Here it is: Six Pixels of Separation – Episode #731 – Host: Mitch Joel. If you want a glimpse into what this pandemic can do to business, look no further than the state of retail. Some retailers are experiencing great growth, while many are filing for bankruptcy. The winners are digital-first (think Amazon, Shopify, etc…). How do we make sense of consumer’s today, how they shop, and what they will want from this day forward? Enter Steve Dennis. Steve has over three decades of experience as a strategic advisor, board member, general manager and C-level executive at two Fortune 500 retailers.
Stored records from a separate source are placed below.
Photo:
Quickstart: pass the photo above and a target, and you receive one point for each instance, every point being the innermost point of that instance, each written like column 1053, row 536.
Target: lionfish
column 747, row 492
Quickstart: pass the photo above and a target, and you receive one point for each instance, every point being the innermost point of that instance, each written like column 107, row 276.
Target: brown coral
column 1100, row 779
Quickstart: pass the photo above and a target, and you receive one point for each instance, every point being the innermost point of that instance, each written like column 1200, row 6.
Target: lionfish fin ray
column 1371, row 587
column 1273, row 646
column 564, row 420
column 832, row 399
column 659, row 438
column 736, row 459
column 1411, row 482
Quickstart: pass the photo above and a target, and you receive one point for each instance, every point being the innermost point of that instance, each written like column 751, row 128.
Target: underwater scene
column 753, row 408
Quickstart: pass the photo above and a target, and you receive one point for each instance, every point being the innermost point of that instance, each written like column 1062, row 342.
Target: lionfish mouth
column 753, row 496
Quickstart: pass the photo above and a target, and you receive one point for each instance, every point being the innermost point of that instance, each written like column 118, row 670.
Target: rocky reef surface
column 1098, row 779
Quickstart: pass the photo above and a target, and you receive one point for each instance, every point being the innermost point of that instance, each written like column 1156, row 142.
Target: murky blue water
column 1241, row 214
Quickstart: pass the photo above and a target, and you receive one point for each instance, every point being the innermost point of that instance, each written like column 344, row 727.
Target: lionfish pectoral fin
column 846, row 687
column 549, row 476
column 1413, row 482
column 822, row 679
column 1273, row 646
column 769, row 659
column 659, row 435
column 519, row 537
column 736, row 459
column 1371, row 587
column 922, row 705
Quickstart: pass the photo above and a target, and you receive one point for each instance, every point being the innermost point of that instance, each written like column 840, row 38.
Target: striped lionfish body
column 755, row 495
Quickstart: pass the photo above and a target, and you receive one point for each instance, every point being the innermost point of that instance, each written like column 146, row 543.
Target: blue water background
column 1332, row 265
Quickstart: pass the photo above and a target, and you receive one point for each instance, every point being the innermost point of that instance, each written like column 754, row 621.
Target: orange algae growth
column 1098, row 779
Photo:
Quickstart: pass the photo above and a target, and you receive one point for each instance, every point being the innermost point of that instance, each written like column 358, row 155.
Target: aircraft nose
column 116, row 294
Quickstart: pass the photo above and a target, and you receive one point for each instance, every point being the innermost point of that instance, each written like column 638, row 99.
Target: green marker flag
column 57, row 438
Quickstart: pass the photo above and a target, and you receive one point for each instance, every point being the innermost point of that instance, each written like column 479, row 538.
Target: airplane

He has worked with dozens of retail, luxury, technology and social impact brands to design more profitable growth strategies. Steve’s signature “tell is like it is” style and ‘8 Essentials of Remarkable Retail’ framework makes him one of the industry’s most in-demand thought leaders. He has delivered keynotes, led management workshops and consulted across six continents, sharing what it takes to win and keep customers in the age of Amazon, Alibaba, and digital disruption. Steve recently published his book, Remarkable Retail – How to win and keep customers in the age of digital disruption. Steve is also one of Seth Godin‘s oldest friends. Enjoy the conversation…

Download the Podcast here: Six Pixels of Separation – Episode #731 – Host: Mitch Joel.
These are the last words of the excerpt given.